Камни Юсуфа
Шрифт:
— Понял, — коротко ответил чекист и тут же направился в дом.
Поднявшись в покои князя Шелешпанского, он некоторое время помедлил перед дверью спальни, где, как сказал де Армес, находилась княгиня, ожидая, не откроется ли она ему навстречу сама, как уже было недавно. Но на этот раз ничего сказочного, похоже, не предвиделось, так что Вите пришлось стучать самому и, услышав разрешение княгини, проходить внутрь.
Вассиана сидела в кресле у изголовья постели, на которой спал, укрытый бархатным одеялом, князь Алексей Петрович.
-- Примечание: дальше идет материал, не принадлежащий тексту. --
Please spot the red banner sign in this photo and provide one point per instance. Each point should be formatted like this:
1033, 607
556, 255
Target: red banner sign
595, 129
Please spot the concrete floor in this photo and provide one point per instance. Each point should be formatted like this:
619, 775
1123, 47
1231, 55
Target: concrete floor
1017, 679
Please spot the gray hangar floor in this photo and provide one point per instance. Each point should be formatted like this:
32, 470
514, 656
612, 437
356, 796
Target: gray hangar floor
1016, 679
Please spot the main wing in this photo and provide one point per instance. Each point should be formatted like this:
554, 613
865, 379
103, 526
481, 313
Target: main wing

В руках она держала толстую книгу, переплет которой, сделанный из тонких деревянных досочек, был обтянут алой кожей; застежки у переплета были золотые, а на углах поблескивали такие же золотые
— Здравствуй, свен, — поприветствовала Витю княгиня, оторвав глаза от книги.
— Здрастьте, ваше сиятельство, — шаркнул ногой Витя, неловко поклонившись. Язык никак не поворачивался произнести принятое здесь «государыня», а как-то само собой все время вылетало знакомое по фильмам «ваше сиятельство», но княгиня не возражала против такого обращения к себе, и Растопченко это устраивало.
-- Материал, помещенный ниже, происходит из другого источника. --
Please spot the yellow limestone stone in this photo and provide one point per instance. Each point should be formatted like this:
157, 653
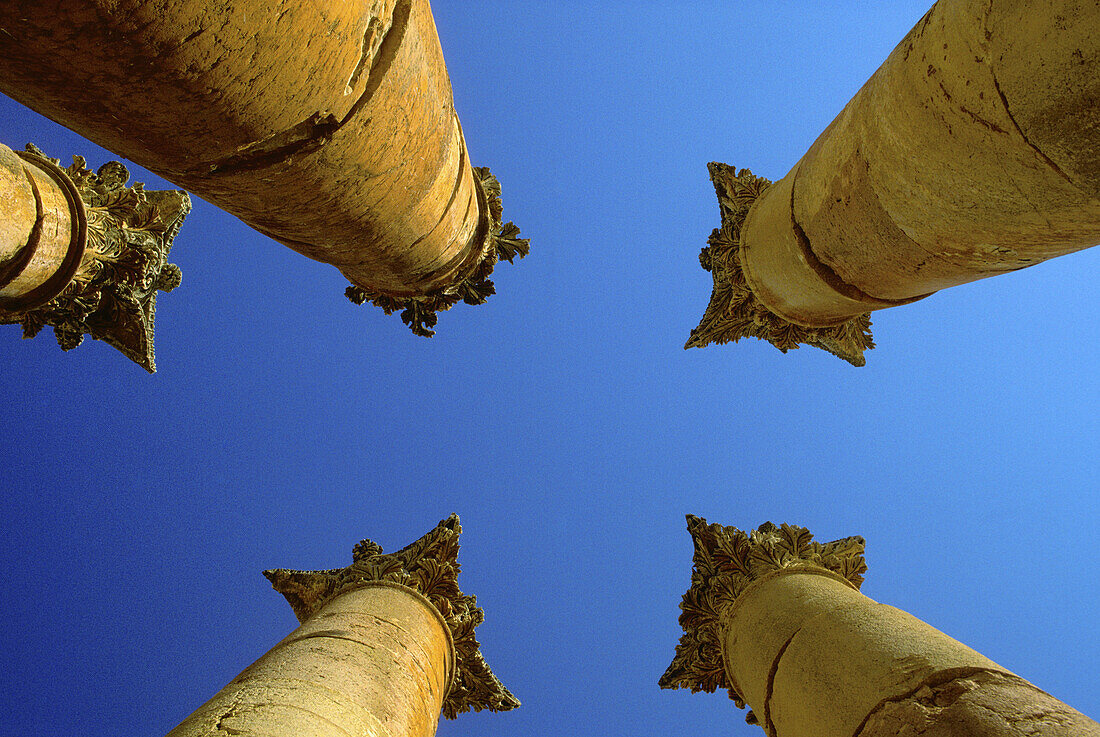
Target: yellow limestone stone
385, 646
778, 620
972, 151
329, 127
85, 252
— Возьми стул, Виктор, — указала ему Вассиана на стоящий у закрытого втулкой окна широкий стул с украшенной резьбой спинкой, — и садись рядом со мной.
Витя с опасением взглянул на спящего Алексея Петровича:
— Не потревожим?
— Его сон очень глубок, — загадочно ответила женщина. — Он сейчас еще далеко от нас, и не услышит голосов. Садись.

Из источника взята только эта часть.